No One Said Re-Creating Securitization Standards Would Be Easy

The recently released Mortgage Banker’s Association report, “Anatomy of Risk Management Practices in the Mortgage Industry,” is the latest sign that the industry is connecting some of the dots between what has been done already and what still needs to be done for a sustainable investor base to return in earnest.

Until now the most prevalent stories in the press have rightly highlighted the important work being done to bring underwriting and issuance standards onto a more level playing field. Attention now though is shifting to the challenges investors face in making use of increasingly commoditized information as disclosure in all its new ‘standard’ forms becomes the norm.

The report highlights much of what we know already about risk taking in the mortgage industry of old and in the structuring and ongoing analysis of the risks in mortgage backed securities. It mentions how, “data and analytical limitations and blind spots led risk managers to grossly underestimate credit losses.”

Nothing new there.

And it calls for a more comprehensive focus on the development of industry-wide data and techniques for measuring risk in mortgage backed securities. Well, we can see that there has been an overwhelming commitment to do that from industry bodies and working groups over the last 18 months.

Achieving a one-size-fits securitization standard is a big thing to ask for but with continued international coordination, a solid platform for a prudent securitization industry can be established.
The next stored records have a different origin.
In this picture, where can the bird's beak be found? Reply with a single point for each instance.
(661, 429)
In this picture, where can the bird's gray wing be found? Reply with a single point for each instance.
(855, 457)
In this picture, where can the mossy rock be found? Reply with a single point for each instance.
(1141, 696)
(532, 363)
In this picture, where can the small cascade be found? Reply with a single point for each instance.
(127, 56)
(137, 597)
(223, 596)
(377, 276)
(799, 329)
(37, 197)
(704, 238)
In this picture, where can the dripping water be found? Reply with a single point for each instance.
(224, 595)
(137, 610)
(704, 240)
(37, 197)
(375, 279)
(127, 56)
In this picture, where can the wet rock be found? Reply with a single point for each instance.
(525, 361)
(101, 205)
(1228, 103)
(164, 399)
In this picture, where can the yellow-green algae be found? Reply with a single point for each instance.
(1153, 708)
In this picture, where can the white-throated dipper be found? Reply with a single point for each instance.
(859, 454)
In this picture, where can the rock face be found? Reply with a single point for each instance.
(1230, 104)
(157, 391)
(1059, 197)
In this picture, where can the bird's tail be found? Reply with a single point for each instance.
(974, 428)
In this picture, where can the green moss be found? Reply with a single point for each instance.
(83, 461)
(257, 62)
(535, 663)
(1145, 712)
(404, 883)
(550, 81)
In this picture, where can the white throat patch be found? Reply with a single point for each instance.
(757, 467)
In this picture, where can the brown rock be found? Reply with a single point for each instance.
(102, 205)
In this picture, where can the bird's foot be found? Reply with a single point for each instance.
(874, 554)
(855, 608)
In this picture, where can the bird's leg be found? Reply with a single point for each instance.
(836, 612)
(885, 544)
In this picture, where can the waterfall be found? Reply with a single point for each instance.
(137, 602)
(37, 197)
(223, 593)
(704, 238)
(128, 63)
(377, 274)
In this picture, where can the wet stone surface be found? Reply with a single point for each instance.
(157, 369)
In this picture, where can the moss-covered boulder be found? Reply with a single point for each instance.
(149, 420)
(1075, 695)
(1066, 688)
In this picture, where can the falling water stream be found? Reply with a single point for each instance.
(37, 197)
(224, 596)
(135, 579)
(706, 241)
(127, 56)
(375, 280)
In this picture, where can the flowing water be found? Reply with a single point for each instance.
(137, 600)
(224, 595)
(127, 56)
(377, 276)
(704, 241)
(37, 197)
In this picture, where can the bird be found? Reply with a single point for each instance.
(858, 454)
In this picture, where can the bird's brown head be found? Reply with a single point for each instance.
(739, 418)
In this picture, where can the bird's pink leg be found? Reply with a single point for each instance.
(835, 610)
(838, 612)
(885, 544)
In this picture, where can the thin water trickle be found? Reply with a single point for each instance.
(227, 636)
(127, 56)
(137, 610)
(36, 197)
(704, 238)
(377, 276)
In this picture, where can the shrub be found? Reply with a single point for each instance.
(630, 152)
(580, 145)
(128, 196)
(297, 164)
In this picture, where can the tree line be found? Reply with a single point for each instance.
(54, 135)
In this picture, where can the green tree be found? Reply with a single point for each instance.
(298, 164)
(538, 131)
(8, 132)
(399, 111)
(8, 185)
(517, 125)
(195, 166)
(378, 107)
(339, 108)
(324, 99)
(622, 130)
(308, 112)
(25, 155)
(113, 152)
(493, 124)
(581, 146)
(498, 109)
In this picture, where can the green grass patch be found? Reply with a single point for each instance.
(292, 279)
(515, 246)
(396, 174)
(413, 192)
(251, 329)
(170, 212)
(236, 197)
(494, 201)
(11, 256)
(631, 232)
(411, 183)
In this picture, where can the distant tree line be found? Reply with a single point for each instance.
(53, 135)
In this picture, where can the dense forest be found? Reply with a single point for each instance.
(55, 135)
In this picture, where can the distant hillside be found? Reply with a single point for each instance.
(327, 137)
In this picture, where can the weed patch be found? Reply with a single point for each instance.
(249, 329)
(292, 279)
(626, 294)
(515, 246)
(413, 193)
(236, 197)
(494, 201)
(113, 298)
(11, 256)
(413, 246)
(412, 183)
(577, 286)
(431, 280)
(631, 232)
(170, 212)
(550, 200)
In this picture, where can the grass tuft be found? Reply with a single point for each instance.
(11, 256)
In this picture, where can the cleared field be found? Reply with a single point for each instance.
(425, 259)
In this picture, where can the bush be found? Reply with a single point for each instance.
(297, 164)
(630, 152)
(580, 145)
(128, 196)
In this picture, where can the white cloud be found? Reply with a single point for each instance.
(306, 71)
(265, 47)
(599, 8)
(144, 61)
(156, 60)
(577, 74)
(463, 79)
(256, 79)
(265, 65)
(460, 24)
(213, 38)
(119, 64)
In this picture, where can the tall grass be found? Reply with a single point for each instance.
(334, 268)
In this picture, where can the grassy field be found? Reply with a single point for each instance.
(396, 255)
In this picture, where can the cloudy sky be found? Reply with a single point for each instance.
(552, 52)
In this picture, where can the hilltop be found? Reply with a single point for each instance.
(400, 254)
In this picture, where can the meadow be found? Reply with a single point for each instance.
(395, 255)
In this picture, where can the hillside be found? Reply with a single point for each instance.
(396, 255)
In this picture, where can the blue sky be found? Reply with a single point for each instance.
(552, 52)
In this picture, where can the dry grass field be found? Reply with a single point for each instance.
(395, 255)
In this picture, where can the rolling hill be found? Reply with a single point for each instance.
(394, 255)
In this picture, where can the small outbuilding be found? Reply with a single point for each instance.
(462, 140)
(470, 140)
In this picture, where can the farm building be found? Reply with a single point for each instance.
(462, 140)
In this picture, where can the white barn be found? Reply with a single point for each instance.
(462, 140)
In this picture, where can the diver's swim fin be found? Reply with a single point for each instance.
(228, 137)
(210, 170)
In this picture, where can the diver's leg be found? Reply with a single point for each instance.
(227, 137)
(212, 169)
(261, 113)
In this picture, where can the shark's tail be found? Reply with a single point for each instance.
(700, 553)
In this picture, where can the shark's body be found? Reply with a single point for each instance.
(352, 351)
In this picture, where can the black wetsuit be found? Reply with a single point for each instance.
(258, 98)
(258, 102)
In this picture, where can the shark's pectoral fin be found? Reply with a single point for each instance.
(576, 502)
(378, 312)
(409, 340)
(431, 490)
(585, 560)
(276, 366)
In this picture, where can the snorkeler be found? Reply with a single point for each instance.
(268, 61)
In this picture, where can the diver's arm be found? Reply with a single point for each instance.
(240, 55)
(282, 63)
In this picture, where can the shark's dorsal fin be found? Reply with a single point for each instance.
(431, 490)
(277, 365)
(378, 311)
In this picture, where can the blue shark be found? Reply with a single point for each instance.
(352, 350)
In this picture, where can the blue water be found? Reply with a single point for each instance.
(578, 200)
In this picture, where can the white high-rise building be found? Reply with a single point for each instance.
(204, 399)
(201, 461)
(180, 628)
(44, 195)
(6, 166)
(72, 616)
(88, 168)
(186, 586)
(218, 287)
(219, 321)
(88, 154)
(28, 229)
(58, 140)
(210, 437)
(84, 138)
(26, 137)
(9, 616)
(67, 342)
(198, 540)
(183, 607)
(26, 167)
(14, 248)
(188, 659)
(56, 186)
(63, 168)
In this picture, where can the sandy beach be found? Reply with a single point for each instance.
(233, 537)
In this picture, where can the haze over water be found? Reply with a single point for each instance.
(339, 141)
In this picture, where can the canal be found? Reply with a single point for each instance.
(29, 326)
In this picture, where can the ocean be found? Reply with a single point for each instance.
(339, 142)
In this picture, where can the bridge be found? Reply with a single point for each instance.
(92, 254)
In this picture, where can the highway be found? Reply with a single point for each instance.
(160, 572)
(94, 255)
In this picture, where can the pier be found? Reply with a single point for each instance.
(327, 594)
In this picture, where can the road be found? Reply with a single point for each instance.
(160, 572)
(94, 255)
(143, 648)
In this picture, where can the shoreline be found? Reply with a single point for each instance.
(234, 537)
Governments are committed to adopting standards in spirit but the secret to success in the long term will be how the industry translates more openly available data, into more standardized and useful forms that genuinely add value to investors.

More information is one thing, but a sound footing requires a level playing field. Industry bodies such as the ASF and AFME/ESF are doing much to provide a foundation for the most prominent asset classes. The European Central Bank, Bank of England and SEC have all stated the need for standard data points for loan level, pool level descriptors and information in deal documentation, with variations for each asset class.

But they have not yet come to a consensus as to what those should be.

The extension of these efforts into other aspects of disclosure will be critical if investors are able to truly capitalize on the work done so far.

The SEC’s proposals that issuers must provide and publicly disclose a computer program of the securitization’s waterfall could help bridge the gap between loan level data and an investor’s actual investment. Standardizing the way cashflow waterfalls are defined and scripted and trying to implement a common language when non-standardization is the prevailing characteristic, may be nigh on impossible though. There is an opportunity to create a basis from which models’ input assumptions and output cashflow calculations can be standardized across issuers and asset classes. Finding this happy medium, without oversimplifying the modeling that must be provided to investors, will be a sizeable but important barrier to overcome.

Take international accounting standards and securities law as examples of standardization in action. They provide a framework for comparability. In securitization, the equivalent was never going to be created easily such are the inherent complexities of the business. The MBA report describes how consolidation in the industry leading up to the crisis significantly challenged organizations’ IT systems.

It identifies failures in managing complex data in all its various forms and in being able to merge asset performance data with other data across the company so it can be aggregated and reported on in a consistent manner. It’s up to each region to come to a level of agreement on the implementation of standards and to compel issuers and investors to adopt best practices. Once data is disclosed, market participants can find the tools, models and mechanisms to understand it. But if a lack of comparability remains part of the equation then we lose the whole point of having all this readily available information and many of the same challenges will remain.

In the future, turning more commoditized, voluminous data into a value add for investors has to be the desired end game. Investors should be able to focus on their core business rather than spending a disproportionate amount of time collecting data or reverse engineering loan level information and waterfall structures (although more independent analysis is a given in the new environment). Wider adoption of standards by issuers and investors alike can deliver the ammunition to understand investment performance and the fundamental differences between transactions.

Alongside investors building the operational capabilities to merge and analyze all the necessary data, the commoditization and transparency of information will truly be able to play its part in steadying securitization’s footing. Then organizations will be locked and loaded to move from relying on quantitative methods of assessing performance attributes such as delinquency and default risk, and embrace more qualitative assessments of deal, tranche and collateral performance.